How to Make ₹100 Crore Using Mutual Fund Investing
Achieving ₹100 crore might seem like a far-fetched dream, but it is entirely possible with the right mindset, strategy, and discipline. Raamdeo Agrawal, Chairman of Motilal Oswal Asset Management, outlines a few fundamental principles that can help you achieve this goal by leveraging the power of mutual fund investing.
Here’s how you can turn your financial dreams into reality:
1. Start Early and Stay Invested
Time is your most powerful ally when it comes to wealth creation. Starting your investment journey early, ideally in your 20s, gives your money ample time to grow exponentially.
Mutual funds, especially equity-oriented ones, are designed for long-term wealth creation. Staying invested and resisting the temptation to exit during market fluctuations ensures that you benefit from compounding. Remember, the longer you stay invested, the higher your returns.
2. Harness the Power of Compounding
Compounding works wonders when you give it time. Even small, regular investments can grow into substantial wealth if left to compound over decades.
For instance, if you consistently earn a 20% annual return, ₹1 lakh can grow to ₹100 crore in 50 years. SIPs (Systematic Investment Plans) are an excellent way to harness compounding while maintaining financial discipline.
The key is patience — allow your money to work for you over the long term.
3. Invest in Quality and Growth-Oriented Funds
Generating consistent returns of 20% or more requires investing in mutual funds that prioritize quality. These funds focus on companies that exhibit:
•Sustainable growth models
•Clean and ethical management
•A strong competitive edge
Avoid chasing short-term trends or speculative stocks. Instead, choose mutual funds that focus on long-term value creation by investing in top-quality businesses.
4. Focus on Value Over Price
Value investing emphasizes buying into businesses that are fundamentally strong but undervalued. A good mutual fund manager will seek out such opportunities, ensuring you are invested in companies that have significant growth potential.

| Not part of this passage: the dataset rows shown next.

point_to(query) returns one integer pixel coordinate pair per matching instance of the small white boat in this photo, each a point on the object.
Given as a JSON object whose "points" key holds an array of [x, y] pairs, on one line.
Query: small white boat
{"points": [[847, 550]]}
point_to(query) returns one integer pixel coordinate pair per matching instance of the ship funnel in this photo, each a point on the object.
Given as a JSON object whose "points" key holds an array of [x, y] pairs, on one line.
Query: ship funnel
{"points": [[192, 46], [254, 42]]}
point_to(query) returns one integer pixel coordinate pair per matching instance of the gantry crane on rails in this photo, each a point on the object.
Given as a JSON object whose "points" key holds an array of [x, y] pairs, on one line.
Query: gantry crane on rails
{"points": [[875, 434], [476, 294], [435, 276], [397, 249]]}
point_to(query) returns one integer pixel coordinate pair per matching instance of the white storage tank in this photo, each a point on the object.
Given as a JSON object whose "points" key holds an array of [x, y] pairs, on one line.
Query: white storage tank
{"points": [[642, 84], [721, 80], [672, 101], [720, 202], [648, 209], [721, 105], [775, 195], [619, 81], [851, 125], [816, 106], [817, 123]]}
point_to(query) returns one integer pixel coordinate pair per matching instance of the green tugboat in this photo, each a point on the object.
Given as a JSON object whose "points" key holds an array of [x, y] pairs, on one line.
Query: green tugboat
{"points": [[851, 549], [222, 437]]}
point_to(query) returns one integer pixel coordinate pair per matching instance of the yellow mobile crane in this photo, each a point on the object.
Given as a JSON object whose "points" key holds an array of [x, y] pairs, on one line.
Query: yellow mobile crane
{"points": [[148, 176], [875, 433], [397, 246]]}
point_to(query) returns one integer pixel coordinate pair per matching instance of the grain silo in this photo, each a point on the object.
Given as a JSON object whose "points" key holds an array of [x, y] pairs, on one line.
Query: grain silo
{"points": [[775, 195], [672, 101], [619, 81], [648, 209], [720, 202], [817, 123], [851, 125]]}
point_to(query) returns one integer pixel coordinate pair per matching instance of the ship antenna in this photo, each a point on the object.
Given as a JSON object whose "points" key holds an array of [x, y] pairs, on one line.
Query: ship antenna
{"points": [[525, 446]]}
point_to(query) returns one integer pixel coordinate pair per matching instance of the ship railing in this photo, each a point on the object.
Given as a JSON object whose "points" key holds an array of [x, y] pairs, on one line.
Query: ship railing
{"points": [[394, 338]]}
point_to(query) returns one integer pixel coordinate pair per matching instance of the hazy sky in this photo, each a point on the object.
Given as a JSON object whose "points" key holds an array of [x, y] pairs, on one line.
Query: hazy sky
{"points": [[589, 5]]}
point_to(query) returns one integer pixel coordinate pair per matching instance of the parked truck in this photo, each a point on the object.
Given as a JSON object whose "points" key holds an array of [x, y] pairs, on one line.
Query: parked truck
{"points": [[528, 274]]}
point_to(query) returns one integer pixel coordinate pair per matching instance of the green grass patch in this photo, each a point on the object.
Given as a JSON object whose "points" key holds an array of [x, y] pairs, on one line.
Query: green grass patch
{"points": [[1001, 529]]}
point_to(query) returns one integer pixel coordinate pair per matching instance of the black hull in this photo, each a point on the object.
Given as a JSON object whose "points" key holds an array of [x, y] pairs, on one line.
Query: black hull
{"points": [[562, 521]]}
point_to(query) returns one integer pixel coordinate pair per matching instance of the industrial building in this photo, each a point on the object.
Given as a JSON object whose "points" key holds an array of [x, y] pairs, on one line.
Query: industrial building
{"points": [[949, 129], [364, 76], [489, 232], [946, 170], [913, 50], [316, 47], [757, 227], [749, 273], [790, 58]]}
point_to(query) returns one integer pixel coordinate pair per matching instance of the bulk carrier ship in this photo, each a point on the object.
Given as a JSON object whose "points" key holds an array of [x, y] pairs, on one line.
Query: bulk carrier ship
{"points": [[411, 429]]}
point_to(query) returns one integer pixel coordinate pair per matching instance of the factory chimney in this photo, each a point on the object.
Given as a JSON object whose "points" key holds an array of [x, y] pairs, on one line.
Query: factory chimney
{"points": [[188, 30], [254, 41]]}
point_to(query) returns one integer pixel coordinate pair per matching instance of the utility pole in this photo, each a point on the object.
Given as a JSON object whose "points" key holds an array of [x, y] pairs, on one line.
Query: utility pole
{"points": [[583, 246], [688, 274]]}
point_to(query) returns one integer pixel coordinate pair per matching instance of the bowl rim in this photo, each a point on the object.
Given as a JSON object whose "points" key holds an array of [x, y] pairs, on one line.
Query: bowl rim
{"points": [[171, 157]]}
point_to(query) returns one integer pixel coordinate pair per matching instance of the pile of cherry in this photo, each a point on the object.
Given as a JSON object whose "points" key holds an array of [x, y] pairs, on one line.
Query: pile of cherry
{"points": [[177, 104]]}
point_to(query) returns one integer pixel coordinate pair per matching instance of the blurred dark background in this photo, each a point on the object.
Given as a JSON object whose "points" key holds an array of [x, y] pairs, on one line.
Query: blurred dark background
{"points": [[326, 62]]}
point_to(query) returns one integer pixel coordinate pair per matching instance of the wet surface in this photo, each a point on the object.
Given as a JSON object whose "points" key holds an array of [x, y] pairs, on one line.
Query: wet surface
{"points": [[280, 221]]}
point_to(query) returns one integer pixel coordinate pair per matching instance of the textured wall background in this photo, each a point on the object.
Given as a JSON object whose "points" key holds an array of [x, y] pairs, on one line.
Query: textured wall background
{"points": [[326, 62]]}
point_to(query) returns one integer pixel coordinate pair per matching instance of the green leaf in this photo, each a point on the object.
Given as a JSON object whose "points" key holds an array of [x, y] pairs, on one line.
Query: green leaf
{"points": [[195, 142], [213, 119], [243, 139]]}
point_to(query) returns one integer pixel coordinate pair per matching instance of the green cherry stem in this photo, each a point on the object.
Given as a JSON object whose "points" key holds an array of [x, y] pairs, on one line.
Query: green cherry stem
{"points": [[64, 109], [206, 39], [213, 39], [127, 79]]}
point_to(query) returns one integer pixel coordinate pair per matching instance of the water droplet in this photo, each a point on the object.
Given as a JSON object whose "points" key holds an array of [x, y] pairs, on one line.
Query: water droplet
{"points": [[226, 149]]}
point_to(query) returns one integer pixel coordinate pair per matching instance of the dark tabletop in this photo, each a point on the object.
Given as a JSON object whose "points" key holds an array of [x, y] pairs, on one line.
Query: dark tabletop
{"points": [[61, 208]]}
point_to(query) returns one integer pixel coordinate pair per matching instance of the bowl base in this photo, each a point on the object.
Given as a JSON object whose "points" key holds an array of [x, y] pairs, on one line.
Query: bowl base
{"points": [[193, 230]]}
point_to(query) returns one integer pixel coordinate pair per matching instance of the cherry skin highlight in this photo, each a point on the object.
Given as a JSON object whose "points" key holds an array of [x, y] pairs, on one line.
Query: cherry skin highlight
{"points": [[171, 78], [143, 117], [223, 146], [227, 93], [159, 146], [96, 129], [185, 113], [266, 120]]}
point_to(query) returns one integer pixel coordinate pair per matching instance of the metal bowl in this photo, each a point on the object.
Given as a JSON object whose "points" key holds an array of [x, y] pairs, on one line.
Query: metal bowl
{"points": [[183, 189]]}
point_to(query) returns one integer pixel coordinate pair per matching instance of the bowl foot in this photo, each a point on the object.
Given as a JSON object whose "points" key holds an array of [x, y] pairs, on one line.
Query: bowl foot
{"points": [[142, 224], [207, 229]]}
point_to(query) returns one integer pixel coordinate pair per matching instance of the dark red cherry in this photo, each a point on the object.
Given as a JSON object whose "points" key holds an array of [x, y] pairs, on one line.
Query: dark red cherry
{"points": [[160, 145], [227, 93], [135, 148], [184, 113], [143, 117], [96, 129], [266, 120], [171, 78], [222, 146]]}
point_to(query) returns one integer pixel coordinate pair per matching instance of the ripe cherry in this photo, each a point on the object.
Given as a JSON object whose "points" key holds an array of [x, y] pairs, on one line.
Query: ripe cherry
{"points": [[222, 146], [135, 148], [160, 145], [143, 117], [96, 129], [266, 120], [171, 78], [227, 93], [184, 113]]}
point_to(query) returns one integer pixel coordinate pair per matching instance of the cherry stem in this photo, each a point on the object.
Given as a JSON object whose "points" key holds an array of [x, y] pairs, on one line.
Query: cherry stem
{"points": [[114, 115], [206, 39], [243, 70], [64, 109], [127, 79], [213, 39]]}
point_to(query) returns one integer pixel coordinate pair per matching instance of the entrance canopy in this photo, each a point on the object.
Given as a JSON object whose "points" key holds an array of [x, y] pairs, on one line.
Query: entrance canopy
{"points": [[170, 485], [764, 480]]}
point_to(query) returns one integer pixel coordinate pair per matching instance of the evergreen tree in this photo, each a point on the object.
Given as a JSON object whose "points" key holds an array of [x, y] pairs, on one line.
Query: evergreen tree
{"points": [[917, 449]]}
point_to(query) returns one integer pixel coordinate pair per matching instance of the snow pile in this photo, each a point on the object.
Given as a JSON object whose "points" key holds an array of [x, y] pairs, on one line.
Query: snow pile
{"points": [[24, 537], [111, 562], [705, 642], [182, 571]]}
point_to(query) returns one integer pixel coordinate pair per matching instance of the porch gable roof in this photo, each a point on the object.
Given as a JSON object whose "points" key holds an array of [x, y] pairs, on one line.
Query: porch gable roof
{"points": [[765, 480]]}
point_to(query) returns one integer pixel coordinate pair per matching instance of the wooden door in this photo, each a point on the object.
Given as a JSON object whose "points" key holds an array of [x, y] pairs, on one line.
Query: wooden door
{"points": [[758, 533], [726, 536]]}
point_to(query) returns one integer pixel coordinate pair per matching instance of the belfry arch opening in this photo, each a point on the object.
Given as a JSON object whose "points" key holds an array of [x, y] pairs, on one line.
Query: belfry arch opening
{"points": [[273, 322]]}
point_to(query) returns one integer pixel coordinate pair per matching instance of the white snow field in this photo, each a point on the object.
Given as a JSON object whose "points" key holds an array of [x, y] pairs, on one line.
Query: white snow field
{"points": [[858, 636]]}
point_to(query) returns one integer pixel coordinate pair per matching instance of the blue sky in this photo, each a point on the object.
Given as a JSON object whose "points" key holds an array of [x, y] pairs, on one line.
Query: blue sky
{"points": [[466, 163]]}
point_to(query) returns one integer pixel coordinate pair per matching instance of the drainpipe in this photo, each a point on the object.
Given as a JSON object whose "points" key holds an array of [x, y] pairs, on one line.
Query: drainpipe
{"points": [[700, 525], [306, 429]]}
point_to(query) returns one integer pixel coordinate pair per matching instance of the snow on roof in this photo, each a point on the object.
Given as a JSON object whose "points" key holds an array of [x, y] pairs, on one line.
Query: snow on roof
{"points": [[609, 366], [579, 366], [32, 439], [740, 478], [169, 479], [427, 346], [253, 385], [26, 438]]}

Rather than fixating on short-term price movements, focus on the long-term value that a fund or business can deliver.
5. Stay the Course During Market Volatility
Market ups and downs are inevitable, but they should not shake your confidence in your investment strategy. Agrawal points out that only 3% of investors stay invested in mutual funds for the long term, while others exit prematurely, losing out on the power of compounding.
By maintaining a steady course and ignoring short-term noise, you allow your investments to reach their full potential.
6. Partner With the Right Fund Manager
The success of your investments also depends on the expertise of the fund manager. A skilled fund manager employs research-driven strategies to select high-quality stocks with strong growth potential.
Choose mutual funds with a proven track record and a disciplined investment approach to ensure your wealth-building journey stays on track.
Final Thoughts
Creating ₹100 crore through mutual fund investing isn’t a matter of luck—it’s a matter of strategy and discipline. Start early, stay invested, and focus on quality. As Raamdeo Agrawal says, “Great businesses and great management deliver great returns.”
By applying these principles, you can turn your ₹1 lakh investment into ₹100 crore over time. Remember, wealth creation is a marathon, not a sprint. Be patient, stay consistent, and let your investments work for you.